Öğretmenler mağdur olmaya devam ediyor
Haber Kategorisi: Eğitim

Öğretmenler mağdur olmaya devam ediyor

KPSS-2020 6 Eylül-20 Eylül arasında gerçekleşti. Sonuçlar ise 22 Ekim 2020 tarihinde açıklandı. Yasaya görev sınavın geçerliliği 1 yıl sürüyor. Daha sonra bu sınavla 17 bin atama gerçekleştirildi. Öğretmenlerin baskısı üzerine bir atama daha planlandı. Eylül 2021’de duyurusu yapılan bu atamaya KPSS-2020’ye girenler ve KPSS 2021’e girenler başvurdu. 15 bin öğretmenin atandığı bu dönemde 2021’deki KPSS’de 2020’dekinden daha az puan alan adaylar bazı bölümlere atandı. Örneğin okulöncesinde 2020’de taban puanı 79,9’ken 2021’de 71,6; elektrikte taban puan 2020’de 82’yken 2021’de 74 oldu. 2020 KPSS’de 83,3 puan alan bir edebiyat öğretmeni adayının ataması yapılmazken 2021’de 81,6 alan bir aday göreve başlatıldı. Tarihte ise 82 puan adayın ataması yapılmadı ama 79,9 puanı olan bir kişi atandı.

Ayrıca yapılan atamada öncelik büyük oranda 2021 KPSS’ye verildi.
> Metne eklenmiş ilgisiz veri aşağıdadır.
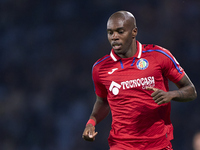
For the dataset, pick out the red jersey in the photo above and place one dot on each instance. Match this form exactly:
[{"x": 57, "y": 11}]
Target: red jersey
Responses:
[{"x": 137, "y": 121}]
Örneğin bu atamada sınıf öğretmenliği ve ilköğretim matematikten 2020 KPSS’ye giren hiç kimse atanmadı. 2021 KPSS’ye girenlerden ise sınıf öğretmenliğinde 2 bin 175, ilköğretim matematikte ise 1030 kişi atandı. Öğretmenler konuyu yargıya taşıdı. Ankara 1. İdari Dava Dairesi’nde görülen davada mahkeme MEB’in iddiasının aksine bu atamanın bir karma atama olduğuna karar verdi ve öğretmenleri haklı buldu. Mahkeme konunun Danıştay’da görüşülmesine hükmetti.

ADALETSİZLİK

Öğretmen adaylarının avukatlığını yürüten Erdem Cömert sürece dair şu bilgileri verdi: “Bizim iddiamız bunun bir karma alım olduğu üzerineydi. Karma alım hem Cumhurbaşkanlığı kararnamesi hem yönetmelikle yasaklandı. Yani her yılın puanı için ayrı alım yapılmalıdır. 2020 KPSS’ye giren öğrencilerimiz de o bir yıl boyunca alım yapılacağını düşündüler. Fakat hiç olmadık bir şey yaşandı. Ek atama duyurusu yapmasına rağmen 2021 puanı olanlar da bu atamaya dahil edildi. Bu anlamda adaletsizliktir. İkincisi bu bir karma alımdır. Karma alım hukuka aykırıdır. Hem idare mahkemelerine hem de Danıştay’a dava açtık. Bölge idare mahkemesi yaptığı incelmede bu bir karma alımdır diye karar verdi, fakat bu dosyayı Danıştay incelemelidir dedi. MEB karma alım olmadığını iddia etmişti. Fakat Danıştay’da dosyalar bomboş bekliyor.”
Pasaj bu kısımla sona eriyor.